Miserable Men

Miserable men scare me.  Their gloom and doom outlook on life depresses and dispirits me.

Miserable men are easy to spot.  They are generally over the age of 40.  They are world-weary — they’ve seen it all, and they don’t like what they see.  They know it all, and feel it is their duty to impart their toxic world-view to everyone else.

They are almost incapable of joy.  And if they see others experiencing the goodness of life, they take it upon themselves to snuff it out as quickly as possible.

“The summer’s almost over,” they’ll announce in mid-July.

“Christmas is nothing but an excuse to increase retail revenues.”

“This country has completely gone to hell.  The standards our parents held are dead.”

“Outsiders are to blame for our troubles.”
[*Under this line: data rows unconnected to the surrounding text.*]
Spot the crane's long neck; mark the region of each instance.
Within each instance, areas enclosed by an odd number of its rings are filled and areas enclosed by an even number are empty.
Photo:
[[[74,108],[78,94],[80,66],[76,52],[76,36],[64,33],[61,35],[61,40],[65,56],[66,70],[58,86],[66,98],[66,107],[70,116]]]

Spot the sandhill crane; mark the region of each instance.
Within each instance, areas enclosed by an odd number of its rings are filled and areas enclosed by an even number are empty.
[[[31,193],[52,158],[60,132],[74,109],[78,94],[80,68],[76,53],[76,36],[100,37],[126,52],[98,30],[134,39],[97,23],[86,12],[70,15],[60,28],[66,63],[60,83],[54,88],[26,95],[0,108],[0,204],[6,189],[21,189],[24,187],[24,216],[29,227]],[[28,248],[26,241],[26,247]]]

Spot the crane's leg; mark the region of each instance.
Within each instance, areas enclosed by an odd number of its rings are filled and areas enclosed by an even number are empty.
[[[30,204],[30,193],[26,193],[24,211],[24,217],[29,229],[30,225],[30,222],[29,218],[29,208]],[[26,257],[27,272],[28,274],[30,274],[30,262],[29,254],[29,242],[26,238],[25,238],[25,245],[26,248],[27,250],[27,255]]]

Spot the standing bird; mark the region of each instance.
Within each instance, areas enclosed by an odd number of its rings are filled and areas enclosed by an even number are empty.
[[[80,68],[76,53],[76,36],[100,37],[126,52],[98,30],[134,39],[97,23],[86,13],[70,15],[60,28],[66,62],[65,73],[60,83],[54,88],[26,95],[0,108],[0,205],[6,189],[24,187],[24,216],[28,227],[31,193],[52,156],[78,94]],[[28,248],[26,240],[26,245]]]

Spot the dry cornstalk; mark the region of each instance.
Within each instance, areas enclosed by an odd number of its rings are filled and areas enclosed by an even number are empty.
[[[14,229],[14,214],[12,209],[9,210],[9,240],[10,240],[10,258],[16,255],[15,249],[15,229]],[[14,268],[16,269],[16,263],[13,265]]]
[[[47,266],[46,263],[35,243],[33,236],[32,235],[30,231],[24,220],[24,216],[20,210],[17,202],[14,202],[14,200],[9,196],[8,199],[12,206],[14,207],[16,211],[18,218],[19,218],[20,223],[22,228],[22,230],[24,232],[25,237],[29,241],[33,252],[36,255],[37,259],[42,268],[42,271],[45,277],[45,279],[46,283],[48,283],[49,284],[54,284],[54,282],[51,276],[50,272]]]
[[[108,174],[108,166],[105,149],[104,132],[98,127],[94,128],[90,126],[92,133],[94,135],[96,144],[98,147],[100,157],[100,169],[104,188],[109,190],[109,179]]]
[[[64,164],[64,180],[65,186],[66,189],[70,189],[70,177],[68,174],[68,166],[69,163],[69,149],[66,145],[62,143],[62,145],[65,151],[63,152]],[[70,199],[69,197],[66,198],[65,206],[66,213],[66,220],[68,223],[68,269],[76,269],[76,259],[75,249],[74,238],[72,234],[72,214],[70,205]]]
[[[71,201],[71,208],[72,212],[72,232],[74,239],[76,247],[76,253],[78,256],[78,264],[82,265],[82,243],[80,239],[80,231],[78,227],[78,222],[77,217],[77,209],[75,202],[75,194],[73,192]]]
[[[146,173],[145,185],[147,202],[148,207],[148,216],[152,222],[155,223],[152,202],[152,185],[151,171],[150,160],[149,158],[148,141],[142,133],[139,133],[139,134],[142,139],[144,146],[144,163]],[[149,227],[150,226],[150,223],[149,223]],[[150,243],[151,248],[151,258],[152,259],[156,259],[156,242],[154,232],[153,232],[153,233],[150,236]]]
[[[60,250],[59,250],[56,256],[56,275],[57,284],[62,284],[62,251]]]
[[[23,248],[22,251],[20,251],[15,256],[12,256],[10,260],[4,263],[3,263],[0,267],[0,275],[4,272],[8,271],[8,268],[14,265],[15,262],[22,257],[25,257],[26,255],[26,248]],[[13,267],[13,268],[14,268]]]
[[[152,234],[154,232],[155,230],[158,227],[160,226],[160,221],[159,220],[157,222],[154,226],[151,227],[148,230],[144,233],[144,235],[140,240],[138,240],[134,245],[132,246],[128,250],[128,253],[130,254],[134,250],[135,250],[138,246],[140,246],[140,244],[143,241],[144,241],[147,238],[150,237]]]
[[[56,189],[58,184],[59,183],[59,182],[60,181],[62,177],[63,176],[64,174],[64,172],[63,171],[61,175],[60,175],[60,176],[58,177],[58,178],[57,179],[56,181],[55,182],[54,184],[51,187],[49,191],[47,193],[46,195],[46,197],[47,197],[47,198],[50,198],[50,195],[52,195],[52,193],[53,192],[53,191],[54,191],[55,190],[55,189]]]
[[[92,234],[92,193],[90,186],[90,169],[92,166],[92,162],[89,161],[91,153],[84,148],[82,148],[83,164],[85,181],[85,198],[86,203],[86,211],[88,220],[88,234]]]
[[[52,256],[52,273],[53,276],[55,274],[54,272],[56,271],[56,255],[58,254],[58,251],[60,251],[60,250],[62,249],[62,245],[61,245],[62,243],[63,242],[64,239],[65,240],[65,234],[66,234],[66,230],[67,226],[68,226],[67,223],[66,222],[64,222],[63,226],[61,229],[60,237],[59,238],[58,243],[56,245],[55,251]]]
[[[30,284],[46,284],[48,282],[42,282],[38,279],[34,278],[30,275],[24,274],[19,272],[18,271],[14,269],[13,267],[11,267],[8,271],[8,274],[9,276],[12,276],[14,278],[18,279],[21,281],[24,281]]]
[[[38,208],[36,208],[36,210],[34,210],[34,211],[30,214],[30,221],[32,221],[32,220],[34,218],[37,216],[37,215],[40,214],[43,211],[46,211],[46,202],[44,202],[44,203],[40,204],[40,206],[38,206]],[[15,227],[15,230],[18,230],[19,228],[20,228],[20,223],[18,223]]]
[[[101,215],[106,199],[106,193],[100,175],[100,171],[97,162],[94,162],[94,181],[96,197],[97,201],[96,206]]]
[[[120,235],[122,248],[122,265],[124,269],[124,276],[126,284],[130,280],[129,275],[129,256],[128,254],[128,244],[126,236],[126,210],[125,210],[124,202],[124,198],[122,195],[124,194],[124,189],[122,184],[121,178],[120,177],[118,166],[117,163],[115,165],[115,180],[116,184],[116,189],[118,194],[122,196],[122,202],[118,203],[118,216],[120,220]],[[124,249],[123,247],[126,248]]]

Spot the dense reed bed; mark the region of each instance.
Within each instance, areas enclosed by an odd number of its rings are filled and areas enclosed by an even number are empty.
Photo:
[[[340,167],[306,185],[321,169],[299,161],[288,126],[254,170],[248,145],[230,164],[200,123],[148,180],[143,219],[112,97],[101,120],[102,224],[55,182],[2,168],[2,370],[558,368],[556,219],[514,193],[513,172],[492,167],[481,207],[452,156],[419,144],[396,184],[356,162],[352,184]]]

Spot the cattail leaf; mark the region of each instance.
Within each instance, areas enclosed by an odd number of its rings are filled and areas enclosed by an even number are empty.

“Kids today are spoiled and worthless.”

“Happiness is only a momentary sensation.”

You get the idea.

They are miserable because they have made themselves that way.  The keys to the prison are in their own pockets.

However, patterns of negative thinking are hard cycles to break.  Once you are accustomed to seeing things that way, it’s difficult to imagine life otherwise.

Every once in a while, the black clouds part and a ray of sunshine comes through.  It could be a baseball player’s achievement, a story from Ireland, a rediscovered toy from childhood, a call from an old friend.

The thing that scares me most about miserable men is…………..

I fear becoming one of them.

Each year, I fight harder to maintain a sense of joie de vivre.

In my 30s, I gave Running Girl strict instructions: “Once I turn 40, should I become a miserable man, you have my permission to slam my hand in the door of my car.”

Every once in a while, my beast will come out.

“Major,” Running Girl will call to me.  “Please come see me in the garage.  I have something I need to do to you.”